By Ed Brock
Being 77 years old and alone, Ruby Williams likes the security of living in a house surrounded by a barbed wire topped fence that would make some prisons jealous.
Her husband Daniel William, who died in September, had the fence built in 1996 shortly after a new high density housing development was built next door to the house where they'd lived for over 50 years.
"Our kids all wanted us to move. My husband said, 'No, we've been here too long,'" Williams said. "There are just so many kids and teenagers in the houses so we decided we didn't want no trouble with them."
Williams may be the last person in Forest Park to own such a fence.
Last Tuesday night the Forest Park City Council passed an ordinance banning barbed wire, razor wire or electric fences (the latter does not include "invisible" fences for dogs) in residential areas. For some time, before the passage of the ordinance, several people called the city asking for permission to put up such a fence, said Steve Pearson, Forest Park's director of planning building and zoning.
"A lot of people have pit bulls," Pearson said. "Some people want to put (fences) up to keep people out of their yards and some people want them to keep dogs inside the yard."
Before the ordinance Pearson would have to tell those making the request that the city had no code regulating the fences and therefore no say over whether they could be erected. He would, however, urge them to check with their homeowners insurance to see how much it would cost them to cover possible injuries caused by the fences.
Nobody else had actually built a fence like Williams', Pearson said. Concern that the fences could cause an injury to a child or pet is one reason the city passed the ordinance, he added, but there's also the aesthetic issue to consider.
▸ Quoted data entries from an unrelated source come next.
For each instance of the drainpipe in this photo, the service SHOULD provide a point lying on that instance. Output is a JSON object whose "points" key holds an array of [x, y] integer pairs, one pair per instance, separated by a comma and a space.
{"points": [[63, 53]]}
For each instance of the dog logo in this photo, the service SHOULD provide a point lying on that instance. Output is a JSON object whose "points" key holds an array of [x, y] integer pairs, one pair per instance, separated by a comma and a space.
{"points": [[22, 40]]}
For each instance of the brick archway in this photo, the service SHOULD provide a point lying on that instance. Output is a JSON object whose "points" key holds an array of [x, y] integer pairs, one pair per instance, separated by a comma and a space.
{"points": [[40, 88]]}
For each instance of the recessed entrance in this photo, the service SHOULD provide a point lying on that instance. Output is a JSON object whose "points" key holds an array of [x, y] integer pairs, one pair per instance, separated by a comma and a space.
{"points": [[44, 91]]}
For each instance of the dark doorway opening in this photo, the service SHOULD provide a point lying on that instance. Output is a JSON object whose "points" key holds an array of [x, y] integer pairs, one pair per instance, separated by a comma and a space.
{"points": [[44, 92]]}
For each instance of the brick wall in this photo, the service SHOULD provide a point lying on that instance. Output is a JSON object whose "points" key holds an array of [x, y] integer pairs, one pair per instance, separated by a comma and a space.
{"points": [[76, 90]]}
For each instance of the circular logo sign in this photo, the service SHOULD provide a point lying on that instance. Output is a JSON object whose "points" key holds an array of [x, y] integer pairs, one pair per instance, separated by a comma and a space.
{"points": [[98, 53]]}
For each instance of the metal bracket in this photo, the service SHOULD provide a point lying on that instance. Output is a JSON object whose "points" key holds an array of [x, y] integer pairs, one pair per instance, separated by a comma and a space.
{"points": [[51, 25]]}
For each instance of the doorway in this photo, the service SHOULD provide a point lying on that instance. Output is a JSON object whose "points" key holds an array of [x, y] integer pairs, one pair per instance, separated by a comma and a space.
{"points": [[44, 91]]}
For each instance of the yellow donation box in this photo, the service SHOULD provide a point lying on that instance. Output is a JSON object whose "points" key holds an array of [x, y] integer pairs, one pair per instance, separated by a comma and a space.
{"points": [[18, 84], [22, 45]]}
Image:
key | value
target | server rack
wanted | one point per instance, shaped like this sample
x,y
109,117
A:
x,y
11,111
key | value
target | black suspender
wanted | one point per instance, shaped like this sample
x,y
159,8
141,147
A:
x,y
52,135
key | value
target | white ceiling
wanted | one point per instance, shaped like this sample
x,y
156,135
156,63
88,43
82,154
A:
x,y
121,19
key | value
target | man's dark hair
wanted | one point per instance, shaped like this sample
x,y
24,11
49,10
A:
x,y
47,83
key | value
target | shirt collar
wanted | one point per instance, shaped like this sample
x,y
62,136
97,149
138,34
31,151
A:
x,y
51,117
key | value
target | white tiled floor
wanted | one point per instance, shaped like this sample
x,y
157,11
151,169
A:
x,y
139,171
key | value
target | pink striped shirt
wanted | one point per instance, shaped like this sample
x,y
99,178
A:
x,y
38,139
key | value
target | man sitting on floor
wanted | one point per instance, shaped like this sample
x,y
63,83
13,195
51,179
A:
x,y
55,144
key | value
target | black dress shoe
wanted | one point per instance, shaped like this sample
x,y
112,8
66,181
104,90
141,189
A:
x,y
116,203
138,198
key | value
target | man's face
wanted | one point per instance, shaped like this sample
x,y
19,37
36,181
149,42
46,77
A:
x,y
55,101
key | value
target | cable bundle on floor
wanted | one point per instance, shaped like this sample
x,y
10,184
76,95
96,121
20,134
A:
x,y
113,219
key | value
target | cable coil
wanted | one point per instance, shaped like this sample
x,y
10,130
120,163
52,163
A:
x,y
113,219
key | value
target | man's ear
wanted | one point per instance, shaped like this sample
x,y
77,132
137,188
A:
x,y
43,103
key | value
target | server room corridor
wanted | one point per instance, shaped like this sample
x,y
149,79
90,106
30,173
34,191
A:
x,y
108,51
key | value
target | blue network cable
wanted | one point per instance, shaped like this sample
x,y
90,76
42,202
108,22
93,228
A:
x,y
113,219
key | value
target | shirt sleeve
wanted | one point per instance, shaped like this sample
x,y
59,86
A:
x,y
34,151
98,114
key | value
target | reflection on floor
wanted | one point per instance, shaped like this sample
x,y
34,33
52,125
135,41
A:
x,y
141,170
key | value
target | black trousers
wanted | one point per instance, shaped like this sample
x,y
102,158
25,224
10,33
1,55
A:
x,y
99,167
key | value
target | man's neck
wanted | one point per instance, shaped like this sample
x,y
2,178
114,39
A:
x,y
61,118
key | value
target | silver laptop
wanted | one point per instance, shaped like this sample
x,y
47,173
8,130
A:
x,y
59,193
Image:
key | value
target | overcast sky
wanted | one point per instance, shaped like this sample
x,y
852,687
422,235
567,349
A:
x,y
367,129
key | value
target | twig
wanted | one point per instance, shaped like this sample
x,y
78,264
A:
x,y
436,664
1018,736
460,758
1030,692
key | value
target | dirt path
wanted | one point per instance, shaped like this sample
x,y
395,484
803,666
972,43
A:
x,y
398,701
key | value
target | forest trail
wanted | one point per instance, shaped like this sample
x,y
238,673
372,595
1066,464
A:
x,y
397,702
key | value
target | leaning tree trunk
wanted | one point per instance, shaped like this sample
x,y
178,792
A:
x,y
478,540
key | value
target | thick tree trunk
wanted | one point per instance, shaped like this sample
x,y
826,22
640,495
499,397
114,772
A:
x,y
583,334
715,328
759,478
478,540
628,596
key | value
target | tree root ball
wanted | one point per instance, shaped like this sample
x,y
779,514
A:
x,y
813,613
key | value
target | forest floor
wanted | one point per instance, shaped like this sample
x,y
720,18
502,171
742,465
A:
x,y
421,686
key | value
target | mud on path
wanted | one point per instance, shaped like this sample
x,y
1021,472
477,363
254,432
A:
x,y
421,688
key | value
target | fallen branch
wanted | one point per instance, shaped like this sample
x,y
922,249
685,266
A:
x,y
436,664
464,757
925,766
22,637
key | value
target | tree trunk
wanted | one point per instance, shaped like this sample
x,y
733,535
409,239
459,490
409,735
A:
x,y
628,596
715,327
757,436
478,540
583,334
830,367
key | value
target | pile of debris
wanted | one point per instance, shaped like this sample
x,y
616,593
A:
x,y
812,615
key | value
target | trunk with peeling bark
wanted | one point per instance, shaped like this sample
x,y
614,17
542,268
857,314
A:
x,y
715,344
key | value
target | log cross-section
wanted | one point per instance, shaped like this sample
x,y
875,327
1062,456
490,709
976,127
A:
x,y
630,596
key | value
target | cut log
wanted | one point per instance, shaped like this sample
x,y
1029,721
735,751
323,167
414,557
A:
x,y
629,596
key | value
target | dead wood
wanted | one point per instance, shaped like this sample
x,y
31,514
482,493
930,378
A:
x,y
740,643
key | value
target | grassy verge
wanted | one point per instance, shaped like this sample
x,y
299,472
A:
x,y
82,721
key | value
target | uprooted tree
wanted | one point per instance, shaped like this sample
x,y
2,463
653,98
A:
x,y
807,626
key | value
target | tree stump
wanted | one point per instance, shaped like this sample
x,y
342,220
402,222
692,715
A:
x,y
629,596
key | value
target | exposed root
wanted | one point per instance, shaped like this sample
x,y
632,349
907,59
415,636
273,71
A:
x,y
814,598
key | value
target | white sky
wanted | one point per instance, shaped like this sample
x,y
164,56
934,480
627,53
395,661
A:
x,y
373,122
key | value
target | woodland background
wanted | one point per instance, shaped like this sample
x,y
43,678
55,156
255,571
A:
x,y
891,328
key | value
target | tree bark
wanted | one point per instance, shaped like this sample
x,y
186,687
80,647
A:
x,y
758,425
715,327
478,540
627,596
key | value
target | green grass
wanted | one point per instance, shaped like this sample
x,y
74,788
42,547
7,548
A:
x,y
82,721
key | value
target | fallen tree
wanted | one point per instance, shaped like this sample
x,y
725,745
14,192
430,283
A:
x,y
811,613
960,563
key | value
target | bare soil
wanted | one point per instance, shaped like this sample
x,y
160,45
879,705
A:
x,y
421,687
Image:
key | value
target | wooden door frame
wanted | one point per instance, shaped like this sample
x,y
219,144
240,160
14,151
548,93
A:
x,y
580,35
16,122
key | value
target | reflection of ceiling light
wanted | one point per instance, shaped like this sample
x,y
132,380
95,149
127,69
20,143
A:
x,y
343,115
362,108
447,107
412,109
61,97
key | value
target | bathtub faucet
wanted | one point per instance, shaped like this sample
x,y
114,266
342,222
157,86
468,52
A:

"It looks like a prison," Pearson said of Williams' fence. "It looks awful."
The fence doesn't bother Hector Hernandez who lives across the street from Williams.
"I guess it's for their security," Hernandez said.
Another neighbor, Jesus Sarafin, also isn't worried about the fence, but he would like it if it was covered in some way.
William Alger lives next door to Williams and said he's built a privacy fence on the side of his house opposite Williams because he's had conflicts with the neighbor on that side.
Williams, whose fence is "grandfathered in" and therefore not affected by the new ordinance, said so far she hasn't had any problems with anybody being injured on the fence.
Alger's not too worried about Williams' fence causing harm to his children.
"My kids know to leave it alone," Alger said.